Ohne Familie mehr übrig, war das Baby ihre einzige Hoffnung, das einzige, was sie nicht aufgeben konnte. Entschlossen, ihre Chance auf Mutterschaft zu schützen, unterschrieb sie schließlich die Scheidungspapiere.
Immerhin war Kavin der Vater ihres Kindes, also rief sie ihn an, bevor sie den Entbindungssaal betrat, in der Hoffnung. Aber wie immer kam er nie.
*****
Im Büro des Arztes starrte Tom Moller, Leiter der Geburtshilfe, ungläubig auf die Ergebnisse des Vaterschaftstests. Übereinstimmung? Könnte die Frau im Zimmer 209 die Tochter von Lucas und Amber sein?

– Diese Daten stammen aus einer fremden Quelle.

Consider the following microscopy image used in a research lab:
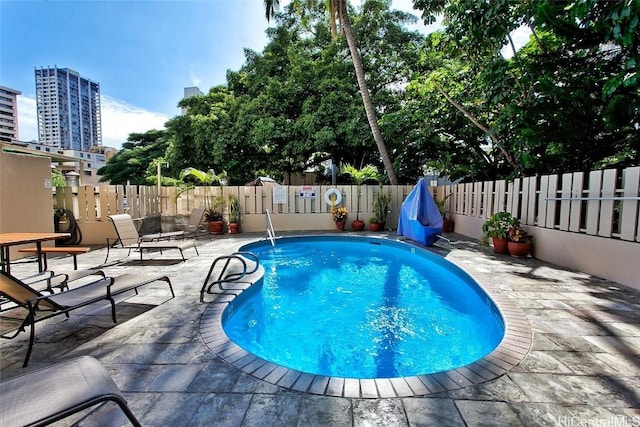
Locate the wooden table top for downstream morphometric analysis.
[0,233,71,246]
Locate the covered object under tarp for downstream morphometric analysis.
[398,178,443,246]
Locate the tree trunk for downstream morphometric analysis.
[432,80,519,171]
[341,2,398,185]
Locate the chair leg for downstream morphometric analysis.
[107,295,118,323]
[110,396,142,427]
[103,239,111,264]
[158,276,176,298]
[22,310,36,368]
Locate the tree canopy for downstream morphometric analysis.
[99,0,640,184]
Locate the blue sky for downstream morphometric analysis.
[0,0,278,147]
[0,0,484,148]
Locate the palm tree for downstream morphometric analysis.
[264,0,398,185]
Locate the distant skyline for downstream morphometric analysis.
[0,0,524,148]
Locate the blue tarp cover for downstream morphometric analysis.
[398,178,443,246]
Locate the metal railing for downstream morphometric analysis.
[264,209,276,246]
[200,251,260,302]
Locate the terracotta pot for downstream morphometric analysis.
[442,219,453,233]
[209,221,224,234]
[507,242,531,257]
[351,220,364,231]
[369,222,382,231]
[493,237,509,254]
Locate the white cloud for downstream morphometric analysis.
[500,25,531,59]
[101,95,170,148]
[18,95,170,148]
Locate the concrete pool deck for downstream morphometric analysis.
[0,233,640,426]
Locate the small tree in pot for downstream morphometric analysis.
[227,194,240,234]
[342,163,380,231]
[482,211,520,254]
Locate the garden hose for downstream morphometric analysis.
[53,208,82,246]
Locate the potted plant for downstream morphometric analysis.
[227,194,240,234]
[369,216,384,231]
[331,206,349,231]
[204,196,224,234]
[482,211,519,254]
[507,224,533,257]
[434,194,454,233]
[369,188,391,231]
[342,163,380,231]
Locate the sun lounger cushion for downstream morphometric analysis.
[0,356,141,426]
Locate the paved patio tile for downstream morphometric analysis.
[455,400,523,427]
[0,234,640,427]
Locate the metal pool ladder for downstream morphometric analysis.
[200,251,260,302]
[264,209,276,246]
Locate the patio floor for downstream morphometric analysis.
[0,233,640,427]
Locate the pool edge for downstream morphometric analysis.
[200,235,533,399]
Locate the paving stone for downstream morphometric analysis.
[402,397,465,427]
[0,233,640,427]
[188,393,251,427]
[242,394,302,426]
[298,394,353,427]
[455,400,523,427]
[352,398,409,427]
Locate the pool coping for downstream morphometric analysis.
[200,234,533,399]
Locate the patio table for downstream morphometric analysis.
[0,233,71,274]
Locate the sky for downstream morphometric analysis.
[0,0,524,148]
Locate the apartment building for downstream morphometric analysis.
[0,86,22,142]
[35,67,102,151]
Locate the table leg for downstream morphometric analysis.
[0,246,11,274]
[36,242,43,273]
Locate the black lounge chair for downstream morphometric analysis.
[0,356,142,426]
[0,271,175,367]
[104,214,199,264]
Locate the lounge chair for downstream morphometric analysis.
[0,272,175,366]
[104,214,199,264]
[0,356,142,426]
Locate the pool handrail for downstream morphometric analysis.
[200,251,260,302]
[264,209,276,246]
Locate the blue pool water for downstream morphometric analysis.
[223,236,504,379]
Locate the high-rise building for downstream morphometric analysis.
[0,86,22,142]
[35,67,102,151]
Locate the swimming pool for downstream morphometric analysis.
[223,236,505,379]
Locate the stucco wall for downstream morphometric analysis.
[455,215,640,289]
[0,150,54,259]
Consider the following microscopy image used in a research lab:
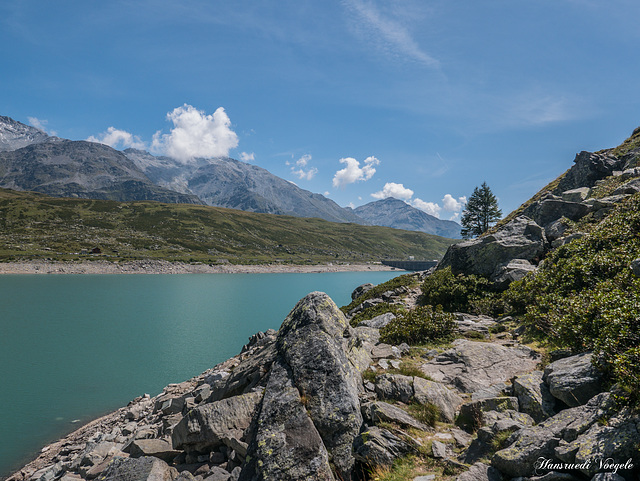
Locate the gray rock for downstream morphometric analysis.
[543,353,602,407]
[523,196,593,227]
[431,440,449,459]
[554,151,623,193]
[100,457,178,481]
[544,217,569,242]
[376,374,414,404]
[413,377,463,423]
[458,396,518,429]
[562,187,591,202]
[351,282,375,301]
[630,259,640,277]
[438,216,547,277]
[277,292,363,479]
[353,427,412,466]
[492,259,537,290]
[456,463,503,481]
[240,360,334,481]
[421,339,540,393]
[171,393,262,451]
[513,371,556,423]
[362,401,429,431]
[371,343,398,359]
[491,393,613,477]
[612,179,640,195]
[358,312,396,329]
[128,439,180,463]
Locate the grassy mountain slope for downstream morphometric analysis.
[0,189,455,264]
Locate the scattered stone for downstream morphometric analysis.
[456,463,503,481]
[100,457,178,481]
[351,282,375,301]
[362,401,429,431]
[543,353,602,407]
[413,377,463,423]
[376,374,414,404]
[171,392,262,451]
[352,426,413,466]
[358,312,396,329]
[421,339,541,393]
[513,371,556,423]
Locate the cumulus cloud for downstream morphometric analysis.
[27,117,56,135]
[240,152,256,162]
[371,182,413,200]
[286,154,318,180]
[333,156,380,187]
[151,104,238,163]
[410,198,442,218]
[442,194,467,212]
[87,127,147,150]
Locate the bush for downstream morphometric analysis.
[421,267,500,315]
[380,306,456,345]
[502,195,640,400]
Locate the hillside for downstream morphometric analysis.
[353,197,461,239]
[0,189,454,264]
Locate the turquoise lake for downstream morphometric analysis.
[0,271,400,476]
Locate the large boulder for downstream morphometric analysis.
[100,456,178,481]
[171,392,262,451]
[554,151,623,194]
[240,360,335,481]
[413,377,463,423]
[491,393,614,477]
[543,353,602,407]
[438,216,547,278]
[420,339,540,393]
[513,371,556,423]
[277,292,363,480]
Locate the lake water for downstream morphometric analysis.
[0,271,399,476]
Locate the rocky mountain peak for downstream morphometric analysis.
[0,115,51,152]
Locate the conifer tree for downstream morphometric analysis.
[460,182,502,239]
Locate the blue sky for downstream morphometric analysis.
[0,0,640,219]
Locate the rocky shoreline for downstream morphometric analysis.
[8,274,640,481]
[0,260,399,274]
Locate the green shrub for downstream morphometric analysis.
[502,195,640,404]
[380,306,456,345]
[421,267,500,315]
[409,402,440,428]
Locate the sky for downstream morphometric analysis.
[0,0,640,220]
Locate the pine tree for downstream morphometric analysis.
[460,182,502,239]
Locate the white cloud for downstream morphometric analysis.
[27,117,56,135]
[346,0,439,67]
[371,182,413,200]
[442,194,467,212]
[410,198,442,218]
[333,156,380,187]
[240,152,256,162]
[87,127,147,150]
[286,154,318,180]
[151,104,238,163]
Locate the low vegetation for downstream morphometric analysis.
[0,189,455,264]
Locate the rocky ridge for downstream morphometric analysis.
[9,273,640,481]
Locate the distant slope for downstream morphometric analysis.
[0,139,199,203]
[353,197,461,239]
[0,189,453,263]
[0,115,50,152]
[124,149,367,224]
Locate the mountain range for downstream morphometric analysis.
[0,116,460,238]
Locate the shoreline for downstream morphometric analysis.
[0,259,404,275]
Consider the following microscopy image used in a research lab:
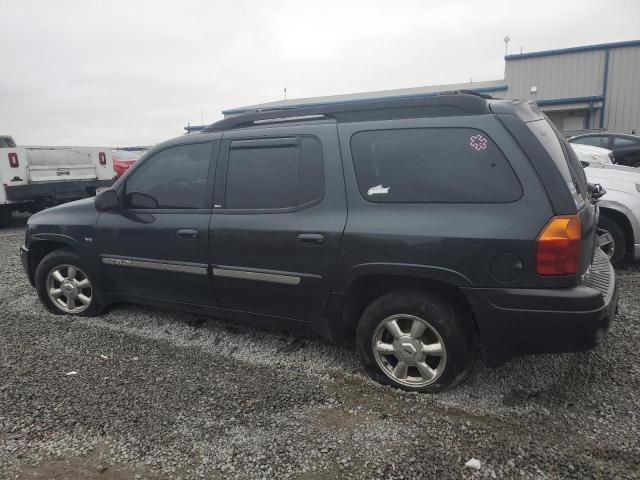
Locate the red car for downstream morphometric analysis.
[112,150,142,177]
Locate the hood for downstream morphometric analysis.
[28,197,97,224]
[569,143,613,164]
[584,162,640,195]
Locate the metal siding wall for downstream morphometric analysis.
[604,47,640,134]
[504,49,604,100]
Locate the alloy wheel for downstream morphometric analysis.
[372,314,447,388]
[47,265,93,313]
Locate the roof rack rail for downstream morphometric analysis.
[440,89,494,100]
[201,91,490,133]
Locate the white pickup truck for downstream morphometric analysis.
[0,135,115,227]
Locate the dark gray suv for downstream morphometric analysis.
[21,93,617,392]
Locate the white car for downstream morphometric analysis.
[571,144,640,264]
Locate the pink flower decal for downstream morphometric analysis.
[469,135,487,151]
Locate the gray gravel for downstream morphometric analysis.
[0,219,640,479]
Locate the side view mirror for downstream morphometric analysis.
[124,192,158,209]
[589,183,607,200]
[94,189,120,212]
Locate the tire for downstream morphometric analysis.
[0,206,12,228]
[598,214,627,265]
[356,290,476,393]
[35,248,103,317]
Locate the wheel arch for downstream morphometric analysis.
[600,205,636,253]
[329,264,478,344]
[29,234,77,278]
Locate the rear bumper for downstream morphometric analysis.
[20,245,34,285]
[464,249,618,366]
[5,180,114,201]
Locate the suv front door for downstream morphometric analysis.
[97,141,218,306]
[209,124,347,321]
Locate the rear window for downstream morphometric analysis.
[527,119,587,210]
[351,128,522,203]
[0,137,16,148]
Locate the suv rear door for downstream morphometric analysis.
[209,123,347,321]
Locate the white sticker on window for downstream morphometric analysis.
[367,185,391,196]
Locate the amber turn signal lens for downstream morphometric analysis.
[536,215,582,275]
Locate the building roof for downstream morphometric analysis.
[504,40,640,60]
[222,80,507,116]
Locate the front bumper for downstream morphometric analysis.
[20,245,34,285]
[464,248,618,366]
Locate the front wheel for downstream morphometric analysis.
[35,249,102,317]
[356,290,475,393]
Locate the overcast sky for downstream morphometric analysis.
[0,0,640,146]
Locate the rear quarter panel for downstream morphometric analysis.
[336,115,575,291]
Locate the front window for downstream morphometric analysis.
[125,143,211,209]
[571,135,609,148]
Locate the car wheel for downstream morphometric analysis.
[598,214,627,265]
[0,206,11,228]
[356,290,475,393]
[35,249,103,317]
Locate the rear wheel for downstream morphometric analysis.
[356,290,475,392]
[598,214,627,265]
[0,205,11,228]
[35,249,102,317]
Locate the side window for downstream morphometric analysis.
[573,135,609,148]
[225,137,324,210]
[124,143,211,208]
[351,128,522,203]
[613,137,640,148]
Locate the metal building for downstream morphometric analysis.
[222,40,640,134]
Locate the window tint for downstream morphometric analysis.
[125,143,211,208]
[225,137,324,209]
[351,128,522,203]
[571,135,609,148]
[613,137,640,148]
[0,137,16,148]
[527,120,587,209]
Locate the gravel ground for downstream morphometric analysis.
[0,215,640,479]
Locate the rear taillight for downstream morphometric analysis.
[9,152,20,168]
[536,215,582,275]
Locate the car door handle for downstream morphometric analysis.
[178,228,200,240]
[297,233,324,245]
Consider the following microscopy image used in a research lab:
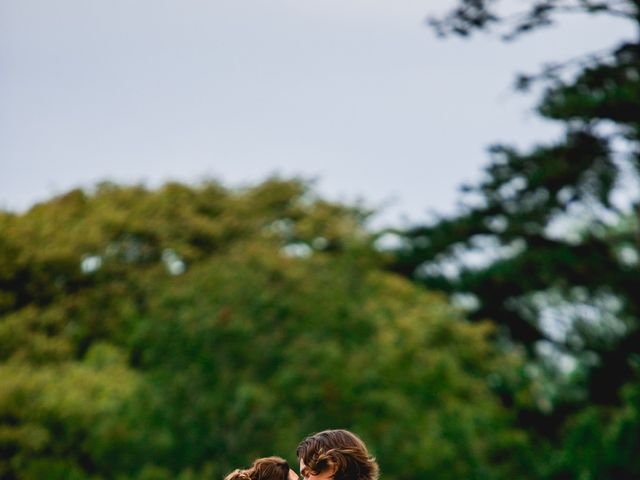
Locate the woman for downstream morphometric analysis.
[224,457,298,480]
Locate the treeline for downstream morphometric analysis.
[0,180,532,480]
[0,0,640,480]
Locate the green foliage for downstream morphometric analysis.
[0,180,533,480]
[390,0,640,479]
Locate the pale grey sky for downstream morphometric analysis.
[0,0,634,226]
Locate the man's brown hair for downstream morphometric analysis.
[296,430,378,480]
[224,457,289,480]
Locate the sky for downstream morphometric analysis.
[0,0,635,225]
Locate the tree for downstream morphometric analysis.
[391,0,640,462]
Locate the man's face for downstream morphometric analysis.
[300,459,336,480]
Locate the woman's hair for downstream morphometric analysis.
[296,430,378,480]
[224,457,289,480]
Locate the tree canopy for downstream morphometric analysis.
[390,0,640,479]
[0,180,529,480]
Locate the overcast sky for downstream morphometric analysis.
[0,0,634,226]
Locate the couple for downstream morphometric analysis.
[225,430,378,480]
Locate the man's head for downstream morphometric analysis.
[296,430,378,480]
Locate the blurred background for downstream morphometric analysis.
[0,0,640,480]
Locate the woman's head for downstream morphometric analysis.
[296,430,378,480]
[224,457,298,480]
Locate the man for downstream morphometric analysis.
[296,430,378,480]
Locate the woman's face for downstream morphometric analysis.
[300,459,335,480]
[287,468,300,480]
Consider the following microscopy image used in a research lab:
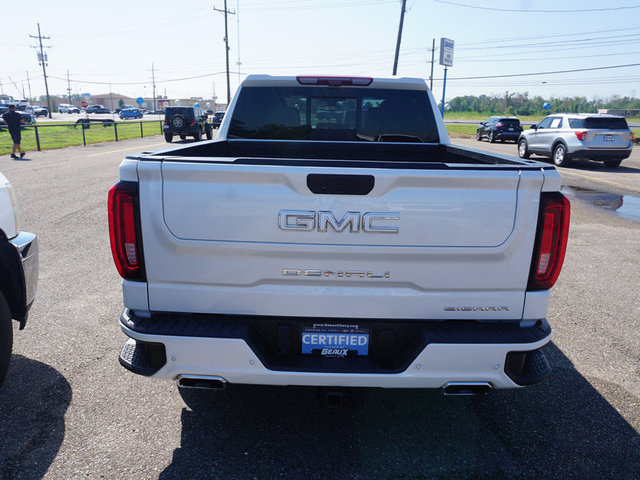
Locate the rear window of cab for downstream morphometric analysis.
[228,87,439,143]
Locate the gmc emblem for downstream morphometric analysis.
[278,210,400,233]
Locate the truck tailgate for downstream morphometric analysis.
[138,160,543,319]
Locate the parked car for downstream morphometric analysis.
[518,113,634,168]
[476,117,522,143]
[162,107,213,142]
[0,173,38,386]
[0,105,36,126]
[85,105,111,113]
[16,105,36,125]
[118,108,142,119]
[33,106,49,117]
[114,105,138,113]
[211,112,224,128]
[58,103,80,113]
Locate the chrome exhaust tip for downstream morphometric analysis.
[442,382,491,396]
[178,375,227,390]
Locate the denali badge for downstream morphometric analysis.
[444,305,511,312]
[278,210,400,233]
[282,268,390,278]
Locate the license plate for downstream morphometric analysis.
[300,323,369,357]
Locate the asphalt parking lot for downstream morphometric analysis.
[0,136,640,480]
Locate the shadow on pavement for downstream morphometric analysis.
[0,354,71,480]
[160,344,640,480]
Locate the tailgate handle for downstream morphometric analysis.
[307,173,375,195]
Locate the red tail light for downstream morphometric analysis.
[296,75,373,87]
[574,131,587,141]
[109,182,145,281]
[527,192,571,290]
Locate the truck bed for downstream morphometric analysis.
[136,140,554,170]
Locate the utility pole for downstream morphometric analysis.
[29,23,51,118]
[213,0,236,106]
[236,0,242,83]
[393,0,407,76]
[151,63,158,111]
[67,70,71,105]
[27,70,31,101]
[429,38,436,92]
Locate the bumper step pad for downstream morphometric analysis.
[118,338,167,376]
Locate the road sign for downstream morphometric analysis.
[440,38,455,67]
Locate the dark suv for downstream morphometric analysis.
[162,107,213,142]
[476,117,522,143]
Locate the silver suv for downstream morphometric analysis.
[518,113,633,168]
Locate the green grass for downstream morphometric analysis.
[0,120,162,155]
[446,123,478,138]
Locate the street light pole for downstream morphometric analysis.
[393,0,407,76]
[213,0,236,106]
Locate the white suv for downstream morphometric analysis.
[518,113,633,168]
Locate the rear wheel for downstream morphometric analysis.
[518,138,531,158]
[604,160,622,168]
[552,143,571,167]
[0,293,13,386]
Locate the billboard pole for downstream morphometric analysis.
[440,38,455,118]
[440,67,447,118]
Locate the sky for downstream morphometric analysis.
[0,0,640,102]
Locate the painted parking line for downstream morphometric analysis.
[560,170,640,192]
[87,142,166,157]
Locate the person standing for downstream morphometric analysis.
[2,104,24,158]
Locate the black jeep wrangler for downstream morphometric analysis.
[162,107,213,142]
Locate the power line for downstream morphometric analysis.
[433,0,640,14]
[442,63,640,80]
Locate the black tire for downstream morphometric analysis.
[604,159,622,168]
[551,143,571,167]
[169,115,186,130]
[0,293,13,387]
[517,138,531,158]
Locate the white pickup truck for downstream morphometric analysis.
[109,75,570,394]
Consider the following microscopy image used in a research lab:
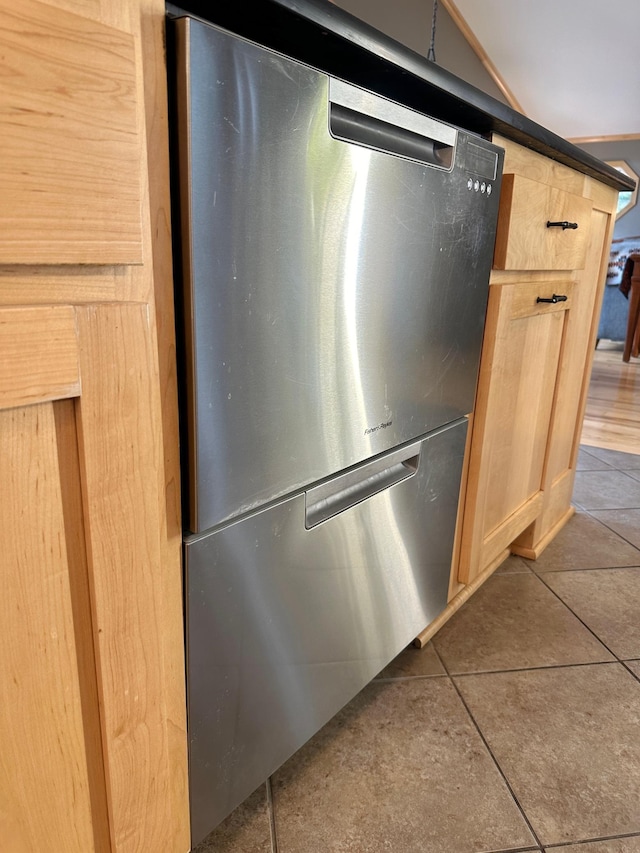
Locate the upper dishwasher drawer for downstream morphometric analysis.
[493,174,592,270]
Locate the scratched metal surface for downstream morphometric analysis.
[179,15,499,531]
[186,421,467,843]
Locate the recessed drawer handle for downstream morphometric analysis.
[536,293,567,305]
[547,219,578,231]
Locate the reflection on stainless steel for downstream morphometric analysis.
[179,20,498,531]
[186,421,466,841]
[171,17,502,842]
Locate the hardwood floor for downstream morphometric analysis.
[582,341,640,453]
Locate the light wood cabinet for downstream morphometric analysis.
[0,0,189,853]
[452,139,617,584]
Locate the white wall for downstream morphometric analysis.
[578,139,640,239]
[334,0,507,103]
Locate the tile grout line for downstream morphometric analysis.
[545,832,640,850]
[433,645,544,853]
[581,506,640,556]
[538,569,622,666]
[265,776,278,853]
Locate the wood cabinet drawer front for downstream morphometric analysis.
[493,174,592,270]
[510,279,575,320]
[0,0,142,264]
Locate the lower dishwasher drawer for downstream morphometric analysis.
[185,420,467,844]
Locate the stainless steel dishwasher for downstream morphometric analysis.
[168,15,502,843]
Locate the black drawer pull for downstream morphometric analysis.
[536,293,567,305]
[547,219,578,231]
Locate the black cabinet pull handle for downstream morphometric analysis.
[547,219,578,231]
[536,293,567,305]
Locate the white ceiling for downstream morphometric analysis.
[454,0,640,138]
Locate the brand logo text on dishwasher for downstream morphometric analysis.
[364,420,393,435]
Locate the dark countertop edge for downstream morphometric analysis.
[167,0,635,190]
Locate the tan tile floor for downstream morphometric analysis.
[196,447,640,853]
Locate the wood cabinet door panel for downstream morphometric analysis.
[458,280,573,583]
[0,403,107,853]
[0,305,80,409]
[0,0,142,264]
[494,174,592,270]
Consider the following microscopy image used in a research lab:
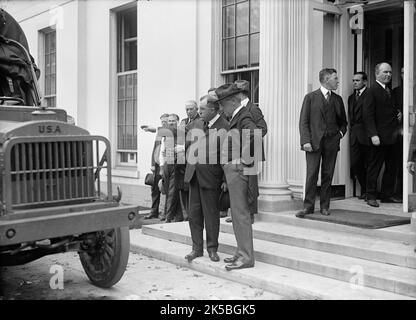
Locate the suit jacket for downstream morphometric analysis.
[407,129,416,162]
[299,89,347,151]
[246,101,267,161]
[348,88,370,145]
[185,117,229,189]
[221,107,256,166]
[363,82,399,145]
[150,127,162,167]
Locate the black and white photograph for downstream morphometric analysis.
[0,0,416,308]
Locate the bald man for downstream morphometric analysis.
[363,62,401,207]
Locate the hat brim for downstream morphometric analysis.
[217,89,244,101]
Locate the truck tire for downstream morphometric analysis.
[79,227,130,288]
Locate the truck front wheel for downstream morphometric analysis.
[79,227,130,288]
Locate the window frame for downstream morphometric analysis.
[218,0,260,104]
[39,26,58,108]
[113,5,139,168]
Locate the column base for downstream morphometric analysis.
[287,180,303,201]
[258,183,302,212]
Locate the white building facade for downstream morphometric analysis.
[0,0,416,228]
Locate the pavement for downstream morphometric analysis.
[0,252,283,300]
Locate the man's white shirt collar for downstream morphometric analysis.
[230,102,244,122]
[376,80,386,90]
[241,98,250,107]
[321,86,332,98]
[358,87,367,96]
[208,113,220,128]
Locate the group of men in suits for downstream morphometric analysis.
[143,100,199,223]
[185,81,267,270]
[296,62,403,218]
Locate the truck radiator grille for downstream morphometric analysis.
[4,139,108,208]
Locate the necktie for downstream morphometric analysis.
[386,86,391,98]
[326,91,331,101]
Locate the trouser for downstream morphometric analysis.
[179,189,189,219]
[223,163,254,265]
[150,164,161,214]
[350,141,368,195]
[394,135,403,199]
[189,174,221,252]
[366,144,397,200]
[303,134,341,211]
[248,175,259,216]
[163,164,182,221]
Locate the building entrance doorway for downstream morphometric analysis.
[346,1,406,215]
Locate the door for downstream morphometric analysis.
[403,0,416,229]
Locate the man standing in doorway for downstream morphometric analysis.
[393,68,404,200]
[215,83,258,270]
[185,95,228,262]
[144,113,169,220]
[160,113,183,223]
[363,62,401,207]
[176,100,199,221]
[226,80,267,223]
[296,69,347,218]
[348,72,370,199]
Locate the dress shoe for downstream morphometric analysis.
[224,256,238,263]
[144,212,159,220]
[296,209,313,218]
[225,260,254,271]
[367,199,380,208]
[321,209,330,216]
[185,250,203,262]
[381,197,403,203]
[208,251,220,262]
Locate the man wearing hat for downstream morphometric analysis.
[208,87,232,222]
[215,83,257,270]
[185,95,228,262]
[226,80,267,223]
[143,113,169,220]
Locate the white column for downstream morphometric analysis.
[403,0,416,230]
[255,0,307,211]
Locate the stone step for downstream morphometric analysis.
[142,223,416,297]
[220,219,416,268]
[256,211,416,245]
[130,230,411,300]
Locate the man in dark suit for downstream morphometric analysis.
[226,80,267,223]
[296,69,347,218]
[363,62,401,207]
[143,113,169,220]
[392,68,404,199]
[215,83,262,270]
[185,95,229,262]
[176,100,199,221]
[160,113,183,223]
[348,72,369,199]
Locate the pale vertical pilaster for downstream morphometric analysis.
[259,0,307,211]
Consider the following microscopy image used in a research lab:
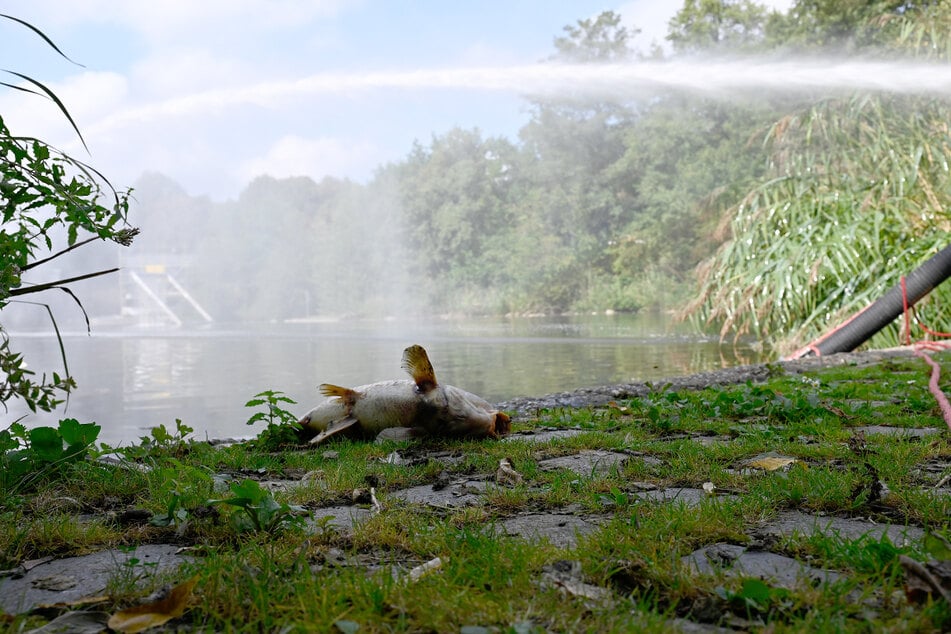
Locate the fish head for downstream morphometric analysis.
[422,385,511,438]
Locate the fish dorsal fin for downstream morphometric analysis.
[317,383,357,405]
[403,345,438,393]
[310,416,360,445]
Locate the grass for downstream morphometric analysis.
[0,348,951,633]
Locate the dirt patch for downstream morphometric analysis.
[0,544,188,614]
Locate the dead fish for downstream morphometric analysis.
[298,345,510,444]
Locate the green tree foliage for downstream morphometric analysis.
[667,0,767,53]
[399,129,515,308]
[689,3,951,350]
[0,15,137,411]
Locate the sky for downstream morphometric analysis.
[0,0,790,200]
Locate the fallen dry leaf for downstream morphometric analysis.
[109,577,198,634]
[495,458,522,486]
[747,456,798,471]
[407,557,443,582]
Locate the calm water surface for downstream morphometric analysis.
[9,315,760,444]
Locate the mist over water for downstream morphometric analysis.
[90,58,951,134]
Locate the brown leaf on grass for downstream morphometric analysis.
[746,456,799,471]
[495,458,522,486]
[109,577,198,634]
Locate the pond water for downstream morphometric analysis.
[7,315,761,445]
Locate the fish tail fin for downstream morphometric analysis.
[403,345,438,393]
[317,383,357,406]
[493,412,512,438]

Als Tom Emily zum ersten Mal sah, war er schockiert, wie sehr sie seiner Schwägerin Amber ähnelte, mit schwachen Spuren der Merkmale seines Bruders. Unwiderstehlich, nahm er heimlich eine Blutprobe von Emily und führte einen Vaterschaftstest durch. Er hätte nie erwartet, dass es übereinstimmen würde.